The action plan was launched at a formal ceremony attended by the 15-member delegation of the African Union Commission and the 42-member Indian team, comprising officials of the external affairs ministry and industry bodies.
The action plan, which will implement key decisions of the first India-Africa Forum Summit held in New in New Delhi in April 2008, outlines a detailed strategy for accelerating bilateral engagement for the next four years. It also lays out a roadmap for the bilateral summit next year.
The plan focuses on development-centric partnership between India and Africa and includes setting up of a slew of training institutes by India in areas of diamond polishing, IT, vocational education and Pan-African Stock Exchange.
It covers the entire spectrum of bilateral cooperation in diverse areas, including agriculture, business, energy, poverty eradication, peace and security, IT, education, health, transport and tourism.
The action plan will impart greater vigour and momentum to India's engagement with Africa, said Vivek Katju, secretary in the external affairs ministry.
"It's a partnership based on concrete development projects. Africa welcomes this partnership and is ready to play its own role in its implementation," said Jacques-Alfred Ndoumbe-Eboule, Cameroon's permanent representative to the 53-nation AU and chairman of the multilateral affairs sub-committee of the AU.
"It's a blueprint for partnership to promote sustainable development. We hope the action plan will create better market access for African products," said John Kayode Shinkaiye, chief of staff at the AU commission, headquartered in Addis Ababa.
Closer cooperation in agriculture and food security top the action plan. India will provide 25 PhD and 50 Masters scholarships per annum for four years to African students in Indian universities and institutions to enhance agricultural education, science and research.
At the first India-Africa summit, attended by leaders and representatives of 14 Africa countries, India had promised to assist Africa in ushering a second green revolution.
Food security has become a pressing issue across Africa, especially in view of recent famines and devastating effects of climate change on some African countries.
With both sides determined to scale up their bilateral trade to $70 billion by 2015, India will establish an India-Africa Institute of Foreign Trade and set up an India-Africa Diamond Institute in an African country.
The plan also gives a push to greater interaction between private sectors of the two sides that is at the heart of India's greater business foray into the resource-rich African continent.
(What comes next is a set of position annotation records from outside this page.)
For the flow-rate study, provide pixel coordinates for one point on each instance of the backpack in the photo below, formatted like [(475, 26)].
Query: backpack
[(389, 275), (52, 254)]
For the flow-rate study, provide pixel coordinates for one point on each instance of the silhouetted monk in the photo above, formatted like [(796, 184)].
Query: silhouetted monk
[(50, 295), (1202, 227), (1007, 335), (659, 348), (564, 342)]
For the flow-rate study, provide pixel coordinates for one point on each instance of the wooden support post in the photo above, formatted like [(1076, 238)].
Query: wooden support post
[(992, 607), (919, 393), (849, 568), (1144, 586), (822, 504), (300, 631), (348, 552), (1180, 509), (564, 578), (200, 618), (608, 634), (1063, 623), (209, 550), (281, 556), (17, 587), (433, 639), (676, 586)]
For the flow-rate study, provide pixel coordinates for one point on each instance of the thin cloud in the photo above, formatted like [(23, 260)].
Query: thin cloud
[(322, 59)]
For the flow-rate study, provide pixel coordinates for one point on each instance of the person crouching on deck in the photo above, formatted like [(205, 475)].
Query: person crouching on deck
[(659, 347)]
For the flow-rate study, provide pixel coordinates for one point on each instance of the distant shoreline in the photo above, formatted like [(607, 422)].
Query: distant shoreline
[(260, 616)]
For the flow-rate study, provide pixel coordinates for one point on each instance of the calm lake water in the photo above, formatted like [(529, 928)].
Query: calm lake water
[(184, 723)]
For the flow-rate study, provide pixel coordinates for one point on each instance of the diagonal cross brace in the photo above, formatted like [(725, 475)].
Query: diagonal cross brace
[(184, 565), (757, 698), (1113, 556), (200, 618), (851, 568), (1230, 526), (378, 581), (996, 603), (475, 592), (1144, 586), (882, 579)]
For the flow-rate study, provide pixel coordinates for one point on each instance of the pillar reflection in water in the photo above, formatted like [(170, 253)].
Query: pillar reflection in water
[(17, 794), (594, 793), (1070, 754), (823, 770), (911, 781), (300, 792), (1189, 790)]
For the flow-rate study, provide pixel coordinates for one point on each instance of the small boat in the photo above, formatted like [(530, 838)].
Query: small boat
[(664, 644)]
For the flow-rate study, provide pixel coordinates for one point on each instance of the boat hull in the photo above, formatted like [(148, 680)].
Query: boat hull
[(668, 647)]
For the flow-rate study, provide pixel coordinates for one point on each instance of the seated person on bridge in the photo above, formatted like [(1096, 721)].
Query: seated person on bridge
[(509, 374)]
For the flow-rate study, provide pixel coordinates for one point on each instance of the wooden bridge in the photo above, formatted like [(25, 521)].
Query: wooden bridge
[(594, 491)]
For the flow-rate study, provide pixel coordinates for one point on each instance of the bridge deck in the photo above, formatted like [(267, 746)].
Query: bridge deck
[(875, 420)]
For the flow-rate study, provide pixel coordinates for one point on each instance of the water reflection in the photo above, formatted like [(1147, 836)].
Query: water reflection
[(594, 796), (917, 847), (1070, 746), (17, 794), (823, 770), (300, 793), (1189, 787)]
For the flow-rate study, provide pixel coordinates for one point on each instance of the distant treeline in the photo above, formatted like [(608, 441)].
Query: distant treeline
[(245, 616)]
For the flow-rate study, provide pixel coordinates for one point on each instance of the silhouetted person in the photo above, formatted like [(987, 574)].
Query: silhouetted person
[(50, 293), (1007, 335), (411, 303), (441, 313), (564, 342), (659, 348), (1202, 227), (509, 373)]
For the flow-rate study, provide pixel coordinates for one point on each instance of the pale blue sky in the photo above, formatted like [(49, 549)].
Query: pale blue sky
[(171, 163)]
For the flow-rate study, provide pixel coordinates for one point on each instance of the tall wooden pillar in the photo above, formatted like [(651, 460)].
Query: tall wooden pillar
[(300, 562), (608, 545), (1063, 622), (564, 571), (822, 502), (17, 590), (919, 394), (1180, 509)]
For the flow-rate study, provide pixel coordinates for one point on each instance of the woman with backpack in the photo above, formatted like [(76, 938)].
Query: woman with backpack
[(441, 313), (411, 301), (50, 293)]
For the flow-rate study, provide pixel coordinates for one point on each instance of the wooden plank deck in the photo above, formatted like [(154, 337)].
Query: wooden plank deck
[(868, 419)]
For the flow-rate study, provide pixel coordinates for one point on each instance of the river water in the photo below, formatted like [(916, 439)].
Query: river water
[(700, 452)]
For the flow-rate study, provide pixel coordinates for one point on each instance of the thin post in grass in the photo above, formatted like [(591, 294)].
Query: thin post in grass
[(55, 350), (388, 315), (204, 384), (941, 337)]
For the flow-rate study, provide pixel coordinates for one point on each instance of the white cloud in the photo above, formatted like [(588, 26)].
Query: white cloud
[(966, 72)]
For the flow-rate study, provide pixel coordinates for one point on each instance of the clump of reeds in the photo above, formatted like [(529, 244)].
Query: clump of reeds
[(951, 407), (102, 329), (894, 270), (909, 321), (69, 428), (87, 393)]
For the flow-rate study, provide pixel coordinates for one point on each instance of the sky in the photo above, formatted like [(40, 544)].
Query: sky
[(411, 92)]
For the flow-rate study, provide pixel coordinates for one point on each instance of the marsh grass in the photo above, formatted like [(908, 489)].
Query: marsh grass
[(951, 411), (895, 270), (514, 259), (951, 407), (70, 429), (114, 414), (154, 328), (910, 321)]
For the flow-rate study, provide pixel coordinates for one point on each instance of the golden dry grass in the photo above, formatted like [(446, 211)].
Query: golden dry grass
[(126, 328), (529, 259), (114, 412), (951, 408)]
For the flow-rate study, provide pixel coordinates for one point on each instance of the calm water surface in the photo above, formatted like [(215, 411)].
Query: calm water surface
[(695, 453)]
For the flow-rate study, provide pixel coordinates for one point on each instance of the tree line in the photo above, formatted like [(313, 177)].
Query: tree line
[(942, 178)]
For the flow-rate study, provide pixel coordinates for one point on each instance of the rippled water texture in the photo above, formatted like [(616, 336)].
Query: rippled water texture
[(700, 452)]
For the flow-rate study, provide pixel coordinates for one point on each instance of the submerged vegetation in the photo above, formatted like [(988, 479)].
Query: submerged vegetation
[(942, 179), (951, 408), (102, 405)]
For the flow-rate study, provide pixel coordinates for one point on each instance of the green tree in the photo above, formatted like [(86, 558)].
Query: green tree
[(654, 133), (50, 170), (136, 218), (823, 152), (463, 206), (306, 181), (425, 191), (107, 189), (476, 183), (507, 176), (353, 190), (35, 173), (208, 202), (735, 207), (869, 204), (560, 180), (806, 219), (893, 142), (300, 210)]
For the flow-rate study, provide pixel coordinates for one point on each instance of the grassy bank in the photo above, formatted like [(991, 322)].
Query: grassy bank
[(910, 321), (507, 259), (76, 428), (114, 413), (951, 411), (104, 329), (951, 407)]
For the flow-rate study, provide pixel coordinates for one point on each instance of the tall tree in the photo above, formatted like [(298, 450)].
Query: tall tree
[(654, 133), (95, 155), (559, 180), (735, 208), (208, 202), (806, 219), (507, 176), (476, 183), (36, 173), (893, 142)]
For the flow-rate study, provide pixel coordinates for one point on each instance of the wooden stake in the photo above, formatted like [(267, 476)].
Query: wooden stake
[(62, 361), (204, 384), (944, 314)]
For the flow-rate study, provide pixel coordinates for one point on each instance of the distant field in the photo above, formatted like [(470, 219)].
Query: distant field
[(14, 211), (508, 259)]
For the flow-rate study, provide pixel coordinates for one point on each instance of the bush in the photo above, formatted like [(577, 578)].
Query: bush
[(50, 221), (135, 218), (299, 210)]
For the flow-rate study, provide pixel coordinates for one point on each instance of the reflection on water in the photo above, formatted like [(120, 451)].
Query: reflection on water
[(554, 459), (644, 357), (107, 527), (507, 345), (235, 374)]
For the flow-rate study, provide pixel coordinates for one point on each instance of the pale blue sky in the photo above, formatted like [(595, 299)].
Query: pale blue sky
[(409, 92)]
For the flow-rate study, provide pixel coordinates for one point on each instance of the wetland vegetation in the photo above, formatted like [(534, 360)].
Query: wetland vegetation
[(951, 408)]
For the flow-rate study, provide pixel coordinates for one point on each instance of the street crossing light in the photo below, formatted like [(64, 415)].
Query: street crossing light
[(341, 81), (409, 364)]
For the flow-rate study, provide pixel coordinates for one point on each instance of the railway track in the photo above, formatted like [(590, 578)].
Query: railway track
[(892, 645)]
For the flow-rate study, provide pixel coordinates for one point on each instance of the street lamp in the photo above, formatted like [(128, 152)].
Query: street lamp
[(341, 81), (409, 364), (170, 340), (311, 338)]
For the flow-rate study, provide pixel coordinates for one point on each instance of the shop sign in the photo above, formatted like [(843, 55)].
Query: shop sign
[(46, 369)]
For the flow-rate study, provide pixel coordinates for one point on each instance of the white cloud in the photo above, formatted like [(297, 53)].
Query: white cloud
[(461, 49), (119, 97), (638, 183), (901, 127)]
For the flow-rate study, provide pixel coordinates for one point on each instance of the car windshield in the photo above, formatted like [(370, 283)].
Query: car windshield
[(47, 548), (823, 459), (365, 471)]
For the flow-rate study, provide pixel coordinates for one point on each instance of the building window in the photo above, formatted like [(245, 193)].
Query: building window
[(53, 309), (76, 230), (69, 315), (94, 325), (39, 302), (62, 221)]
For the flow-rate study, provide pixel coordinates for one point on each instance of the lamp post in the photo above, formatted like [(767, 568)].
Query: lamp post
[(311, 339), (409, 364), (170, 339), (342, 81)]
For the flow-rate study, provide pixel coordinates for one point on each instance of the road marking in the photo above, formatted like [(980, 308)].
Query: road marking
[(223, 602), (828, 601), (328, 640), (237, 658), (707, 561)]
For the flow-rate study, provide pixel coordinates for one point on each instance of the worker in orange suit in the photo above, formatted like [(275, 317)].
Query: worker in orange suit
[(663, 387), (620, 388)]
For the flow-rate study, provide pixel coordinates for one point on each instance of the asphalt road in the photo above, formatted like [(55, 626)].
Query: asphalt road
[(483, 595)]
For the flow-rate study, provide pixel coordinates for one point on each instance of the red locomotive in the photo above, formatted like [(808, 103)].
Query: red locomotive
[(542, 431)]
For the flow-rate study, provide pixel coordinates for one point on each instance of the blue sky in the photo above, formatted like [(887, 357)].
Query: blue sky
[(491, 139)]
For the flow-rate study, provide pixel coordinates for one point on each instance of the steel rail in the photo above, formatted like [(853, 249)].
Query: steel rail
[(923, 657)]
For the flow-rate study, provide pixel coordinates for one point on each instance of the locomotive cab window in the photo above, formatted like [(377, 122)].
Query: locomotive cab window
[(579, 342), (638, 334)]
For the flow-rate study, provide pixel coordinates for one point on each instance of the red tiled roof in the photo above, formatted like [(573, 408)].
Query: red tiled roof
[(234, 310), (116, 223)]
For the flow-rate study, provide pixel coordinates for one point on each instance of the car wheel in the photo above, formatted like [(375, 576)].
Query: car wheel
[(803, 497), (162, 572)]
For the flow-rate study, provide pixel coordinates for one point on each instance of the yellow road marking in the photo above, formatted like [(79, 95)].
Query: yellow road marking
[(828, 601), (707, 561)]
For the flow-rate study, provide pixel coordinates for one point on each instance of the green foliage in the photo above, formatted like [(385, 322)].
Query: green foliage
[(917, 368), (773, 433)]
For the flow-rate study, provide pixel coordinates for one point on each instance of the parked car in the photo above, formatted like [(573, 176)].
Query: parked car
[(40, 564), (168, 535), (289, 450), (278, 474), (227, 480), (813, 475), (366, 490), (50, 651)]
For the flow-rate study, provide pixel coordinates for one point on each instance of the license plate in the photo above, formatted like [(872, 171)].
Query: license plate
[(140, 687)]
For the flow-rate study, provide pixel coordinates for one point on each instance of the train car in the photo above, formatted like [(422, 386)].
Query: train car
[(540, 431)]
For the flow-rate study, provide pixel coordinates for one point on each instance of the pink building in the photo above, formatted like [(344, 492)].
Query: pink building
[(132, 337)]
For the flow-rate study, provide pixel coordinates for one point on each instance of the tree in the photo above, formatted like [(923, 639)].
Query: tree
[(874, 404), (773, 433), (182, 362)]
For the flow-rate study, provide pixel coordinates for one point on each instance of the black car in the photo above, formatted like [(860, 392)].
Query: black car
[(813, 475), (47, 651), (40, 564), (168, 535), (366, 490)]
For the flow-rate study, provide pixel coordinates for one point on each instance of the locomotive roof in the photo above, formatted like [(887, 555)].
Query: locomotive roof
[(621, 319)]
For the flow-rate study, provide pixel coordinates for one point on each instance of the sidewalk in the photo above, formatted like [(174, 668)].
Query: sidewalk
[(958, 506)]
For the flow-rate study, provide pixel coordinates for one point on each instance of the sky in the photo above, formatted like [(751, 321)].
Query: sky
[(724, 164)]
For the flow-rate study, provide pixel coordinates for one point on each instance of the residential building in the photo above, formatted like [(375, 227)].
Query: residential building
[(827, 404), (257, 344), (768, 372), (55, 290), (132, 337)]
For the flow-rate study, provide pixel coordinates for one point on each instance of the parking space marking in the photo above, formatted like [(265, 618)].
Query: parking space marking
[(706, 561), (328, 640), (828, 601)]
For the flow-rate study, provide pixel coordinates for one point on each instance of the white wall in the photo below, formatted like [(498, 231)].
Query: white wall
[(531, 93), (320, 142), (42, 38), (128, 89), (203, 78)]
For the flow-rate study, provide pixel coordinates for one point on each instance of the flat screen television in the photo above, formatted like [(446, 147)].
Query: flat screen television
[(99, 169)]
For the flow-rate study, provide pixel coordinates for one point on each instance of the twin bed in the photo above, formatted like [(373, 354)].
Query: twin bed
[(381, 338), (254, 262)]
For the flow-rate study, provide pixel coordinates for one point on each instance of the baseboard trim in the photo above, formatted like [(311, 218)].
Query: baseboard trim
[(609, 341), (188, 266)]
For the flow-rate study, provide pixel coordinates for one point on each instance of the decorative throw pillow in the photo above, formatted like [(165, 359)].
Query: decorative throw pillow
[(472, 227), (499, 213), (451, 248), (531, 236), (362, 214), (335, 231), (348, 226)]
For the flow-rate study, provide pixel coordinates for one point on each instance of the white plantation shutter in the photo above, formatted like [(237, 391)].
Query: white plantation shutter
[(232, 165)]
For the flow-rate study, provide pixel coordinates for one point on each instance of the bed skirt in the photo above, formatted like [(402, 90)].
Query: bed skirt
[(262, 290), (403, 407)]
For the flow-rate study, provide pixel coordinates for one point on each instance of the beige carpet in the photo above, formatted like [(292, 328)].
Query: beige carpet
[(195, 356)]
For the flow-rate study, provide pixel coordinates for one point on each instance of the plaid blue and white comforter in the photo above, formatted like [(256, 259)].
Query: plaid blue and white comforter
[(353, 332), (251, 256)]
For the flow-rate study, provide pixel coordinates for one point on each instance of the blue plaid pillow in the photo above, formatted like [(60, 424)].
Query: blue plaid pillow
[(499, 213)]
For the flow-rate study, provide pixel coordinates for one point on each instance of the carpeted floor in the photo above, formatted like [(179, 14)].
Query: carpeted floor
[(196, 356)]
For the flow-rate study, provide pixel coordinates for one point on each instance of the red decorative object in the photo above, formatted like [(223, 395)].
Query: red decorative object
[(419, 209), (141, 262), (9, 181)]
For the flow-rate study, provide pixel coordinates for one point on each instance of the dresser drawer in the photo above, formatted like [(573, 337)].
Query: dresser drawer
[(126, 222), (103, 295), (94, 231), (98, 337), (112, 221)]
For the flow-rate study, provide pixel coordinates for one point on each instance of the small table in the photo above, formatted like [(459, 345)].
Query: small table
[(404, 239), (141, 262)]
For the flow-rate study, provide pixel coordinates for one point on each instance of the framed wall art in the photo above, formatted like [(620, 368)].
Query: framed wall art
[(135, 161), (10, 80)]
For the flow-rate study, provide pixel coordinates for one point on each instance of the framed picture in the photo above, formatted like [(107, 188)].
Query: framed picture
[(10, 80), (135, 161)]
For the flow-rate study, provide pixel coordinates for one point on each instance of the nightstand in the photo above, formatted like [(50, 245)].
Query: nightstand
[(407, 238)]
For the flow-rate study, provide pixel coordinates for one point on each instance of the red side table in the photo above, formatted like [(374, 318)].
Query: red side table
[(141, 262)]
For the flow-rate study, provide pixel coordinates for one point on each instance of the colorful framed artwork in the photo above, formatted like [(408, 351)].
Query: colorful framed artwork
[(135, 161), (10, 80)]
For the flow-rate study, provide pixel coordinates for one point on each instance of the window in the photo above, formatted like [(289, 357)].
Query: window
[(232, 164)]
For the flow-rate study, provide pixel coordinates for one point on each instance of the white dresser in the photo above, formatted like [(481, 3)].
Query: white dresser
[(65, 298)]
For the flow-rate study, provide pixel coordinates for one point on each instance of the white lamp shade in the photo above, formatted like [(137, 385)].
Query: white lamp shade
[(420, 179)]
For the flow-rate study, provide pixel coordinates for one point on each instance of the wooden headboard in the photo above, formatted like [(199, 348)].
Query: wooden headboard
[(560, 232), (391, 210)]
To bridge the information gap, an India-Africa Business Guide will be prepared to highlight opportunities on both sides for trade and investment. India will also establish 10 vocational training centres in Africa and will offer generous lines of credit to African countries for developing business-related infrastructure.
At the 2008 summit, India had announced duty-free and quota-free market access to exports from 34 least developed African countries and doubled financial package for development of the continent to $5.4 billion over the next five years.